In 2024, the research showed, 3.6 million DAF accounts held $326 billion in assets. Contributions totaled nearly $90 billion, and grantmaking reached $65 billion.

DAFs matter to advisors, the report said, because they can facilitate effective philanthropy for their clients and also accomplish other financial objectives.

For its report, the collaborative drew on six focus groups and a national survey of 669 U.S. financial advisors to examine how, when and why advisors incorporate DAFs into charitable planning.

Charitable Planning and DAFs

Three-quarters of advisors reported that they engage clients in moderate to substantial discussions about charitable giving. These conversations mainly occur during estate planning and annual review meetings.
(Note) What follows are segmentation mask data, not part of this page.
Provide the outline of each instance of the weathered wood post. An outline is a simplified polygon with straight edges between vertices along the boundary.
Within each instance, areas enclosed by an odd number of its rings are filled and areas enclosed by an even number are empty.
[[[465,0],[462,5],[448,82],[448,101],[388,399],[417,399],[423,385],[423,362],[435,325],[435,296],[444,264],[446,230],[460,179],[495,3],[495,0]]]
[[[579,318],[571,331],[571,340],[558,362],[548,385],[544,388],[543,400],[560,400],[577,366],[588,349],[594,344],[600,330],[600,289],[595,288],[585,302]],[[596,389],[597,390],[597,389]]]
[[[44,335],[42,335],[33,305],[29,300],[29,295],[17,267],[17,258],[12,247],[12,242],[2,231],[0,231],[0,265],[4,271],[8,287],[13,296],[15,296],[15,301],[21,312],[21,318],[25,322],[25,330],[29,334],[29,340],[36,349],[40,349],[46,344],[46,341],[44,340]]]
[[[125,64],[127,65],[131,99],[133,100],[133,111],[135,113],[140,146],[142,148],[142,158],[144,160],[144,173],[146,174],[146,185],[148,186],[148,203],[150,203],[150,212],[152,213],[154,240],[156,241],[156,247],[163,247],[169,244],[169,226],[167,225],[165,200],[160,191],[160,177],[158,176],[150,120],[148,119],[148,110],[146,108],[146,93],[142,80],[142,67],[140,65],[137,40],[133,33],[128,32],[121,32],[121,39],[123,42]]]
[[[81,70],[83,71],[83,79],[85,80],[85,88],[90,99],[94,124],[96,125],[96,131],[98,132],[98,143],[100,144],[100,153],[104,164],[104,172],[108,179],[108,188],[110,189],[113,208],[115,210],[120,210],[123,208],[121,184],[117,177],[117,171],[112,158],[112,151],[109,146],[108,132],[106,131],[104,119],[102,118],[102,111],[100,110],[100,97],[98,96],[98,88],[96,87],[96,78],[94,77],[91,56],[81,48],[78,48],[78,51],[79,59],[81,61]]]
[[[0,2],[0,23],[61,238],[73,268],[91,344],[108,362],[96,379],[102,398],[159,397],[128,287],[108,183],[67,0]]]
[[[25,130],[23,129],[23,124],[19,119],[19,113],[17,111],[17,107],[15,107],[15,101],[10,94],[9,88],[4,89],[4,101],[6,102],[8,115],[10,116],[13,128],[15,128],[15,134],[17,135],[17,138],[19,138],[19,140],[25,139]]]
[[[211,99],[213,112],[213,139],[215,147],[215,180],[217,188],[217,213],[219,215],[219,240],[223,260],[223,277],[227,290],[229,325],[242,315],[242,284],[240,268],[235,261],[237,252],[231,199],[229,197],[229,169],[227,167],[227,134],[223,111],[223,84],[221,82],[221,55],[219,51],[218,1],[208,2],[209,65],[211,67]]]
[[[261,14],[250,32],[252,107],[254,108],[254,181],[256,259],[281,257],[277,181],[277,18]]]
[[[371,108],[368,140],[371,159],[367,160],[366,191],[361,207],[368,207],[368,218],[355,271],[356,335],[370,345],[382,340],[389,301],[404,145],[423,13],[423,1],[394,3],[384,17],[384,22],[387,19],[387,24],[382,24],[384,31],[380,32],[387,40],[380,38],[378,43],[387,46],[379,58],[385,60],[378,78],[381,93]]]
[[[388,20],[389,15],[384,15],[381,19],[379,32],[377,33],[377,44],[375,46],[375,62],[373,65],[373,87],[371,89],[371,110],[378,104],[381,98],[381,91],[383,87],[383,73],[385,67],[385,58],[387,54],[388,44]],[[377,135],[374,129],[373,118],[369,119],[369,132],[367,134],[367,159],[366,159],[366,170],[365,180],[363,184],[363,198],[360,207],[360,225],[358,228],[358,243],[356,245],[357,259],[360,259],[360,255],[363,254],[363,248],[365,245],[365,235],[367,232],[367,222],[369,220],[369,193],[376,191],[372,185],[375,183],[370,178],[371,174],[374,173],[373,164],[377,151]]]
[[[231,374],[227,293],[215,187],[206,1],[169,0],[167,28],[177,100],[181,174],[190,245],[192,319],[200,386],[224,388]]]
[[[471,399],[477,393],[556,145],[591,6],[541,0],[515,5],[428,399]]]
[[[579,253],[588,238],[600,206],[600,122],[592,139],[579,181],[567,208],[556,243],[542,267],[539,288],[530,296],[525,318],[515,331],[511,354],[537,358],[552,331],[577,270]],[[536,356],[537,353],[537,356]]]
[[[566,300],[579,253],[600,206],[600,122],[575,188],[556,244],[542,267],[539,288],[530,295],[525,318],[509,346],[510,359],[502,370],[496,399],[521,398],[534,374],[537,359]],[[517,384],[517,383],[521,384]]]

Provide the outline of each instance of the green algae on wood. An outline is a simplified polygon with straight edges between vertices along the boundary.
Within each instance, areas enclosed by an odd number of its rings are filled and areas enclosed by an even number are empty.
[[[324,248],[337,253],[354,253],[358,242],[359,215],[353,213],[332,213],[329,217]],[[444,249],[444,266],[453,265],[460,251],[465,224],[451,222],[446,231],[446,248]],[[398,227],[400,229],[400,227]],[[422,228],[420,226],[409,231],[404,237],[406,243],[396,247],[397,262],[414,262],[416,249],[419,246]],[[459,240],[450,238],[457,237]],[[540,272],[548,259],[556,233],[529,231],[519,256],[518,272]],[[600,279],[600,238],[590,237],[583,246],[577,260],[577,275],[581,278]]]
After direct giving, DAFs are the most commonly recommended giving approach. Thirty-five percent of advisors said they recommend them frequently, and 21% do so about half the time. Only 10% of advisors said they never recommend a DAF.

Sixty-one percent of advisors who primarily serve ultra-high-net-worth households, those with $10 million or more in investable assets, reported that they recommend DAFs.

Another 61% of advisors who personally use a DAF recommend the vehicle to clients, compared with 26% of those who do not use one.

Tax benefits are advisors' strongest reason for recommending DAFs to their clients, according to the research, followed by client convenience and flexible timing. Charitable estate planning objectives, simplifying record keeping and donating non-cash assets also factor into the recommendations.

Asset growth and anonymity are not strong considerations for recommending a DAF.

For their part, most advisors said they are motivated to recommend DAFs by accomplishing clients' goals, supporting their values and strengthening the advisor-client relationship. Some advisors simply said that recommending DAFs makes them feel good.

Barriers to Adoption

Barriers to DAF adoption appear limited, the research found. The most common concerns expressed by clients, as reported by advisors, are loss of control and flexibility as a result of making an irrevocable gift of assets into a DAF.

Advisors also cited the complexity of rules regarding DAFs as a major or moderate concern. Relatively few said clients complained about fees or costs.

Once established, the collaborative noted, DAFs are generally straightforward to use and manage, even as some advisors reported that clients required additional education regarding rules and grantmaking restrictions.